22 The contrary view would produce some very odd consequences. It would mean that if the relevant period of limitation expired after the date of filing the statement of claim, amendments to the statement of claim would be permitted only in the limited circumstances defined in subrules (2), (3), (4) and (5) of rule 4. If, however, the relevant period of limitation expired before the date of filing of the statement of claim, as in the present case, the Court would have jurisdiction to grant leave to amend without any limitation, the only issue being whether it should do so in the exercise of its discretion. Such an irrational outcome cannot have been intended.
23 Moreover, to treat Part 20 rule 1 as authority to allow a plaintiff to amend a claim that was statute barred before it began would be to operate contrary to the legislative intention underlying the Limitation Act. As Gleeson CJ said in Fernance v Nominal Defendant (1989) 17 NSWLR 710 at 722,
"It is no small matter to construe Rules of Court in a way which permits the Court, by a discretionary decision, to set at nought the provisions of the Limitation Act. Those provisions give effect to important considerations of public policy. Clear words are necessary to confer on a court power to negate their operation."
24 My conclusion is that the Court does not have jurisdiction under the Supreme Court Rules to grant leave to the plaintiff to amend in this case.
25 If there were jurisdiction to do so, I would nevertheless decline the application in the exercise of my discretion. It appears to me that the amendment with respect to the time period is, of its nature, an amendment calculated to restrict the period, during which, it is said, the directors of Clutha breached their duty of care, to the maximum period permissible under the Limitation Act, having regard to my judgment of 6 May 2002. Even if it be so that the plaintiff now regards the company as having been solvent until 1 December 1994, it must be more than a coincidence that that date, just within the limitation period measured from the date of commencement, is selected.
26 Moreover, after the 2000 proceeding is dismissed, the 2001 proceeding will remain. That has two consequences. One is that it will be open to the plaintiff to chance his arm by seeking an amendment to plead negligence in that proceeding, and if the application is successful, then all relevant causes of action arising out of the same facts will be contested in the same proceeding. Secondly, given the existence of the 2001 proceeding, it is prejudicial and potentially oppressive on the defendants that a separate concurrent proceeding should be maintained, limited to the allegation of negligence.

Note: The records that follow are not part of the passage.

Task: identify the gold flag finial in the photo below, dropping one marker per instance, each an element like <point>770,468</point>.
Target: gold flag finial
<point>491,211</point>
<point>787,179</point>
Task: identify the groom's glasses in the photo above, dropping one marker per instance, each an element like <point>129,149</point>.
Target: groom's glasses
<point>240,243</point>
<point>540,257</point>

27 My conclusion is that the plaintiff's application to amend the statement of claim must be denied, as against the first to seventh defendants. Given that the plaintiff's claim in the 2000 proceeding is statute-barred and cannot be saved by the proposed amendment, the proper course is for me to dismiss the 2000 proceeding as against the first to seventh defendants. I shall hear submissions on behalf of the tenth and eleventh defendants with respect to whether the proceeding should be continued against them or against the eighth and ninth defendants. I shall also hear the submissions of the parties with respect to costs.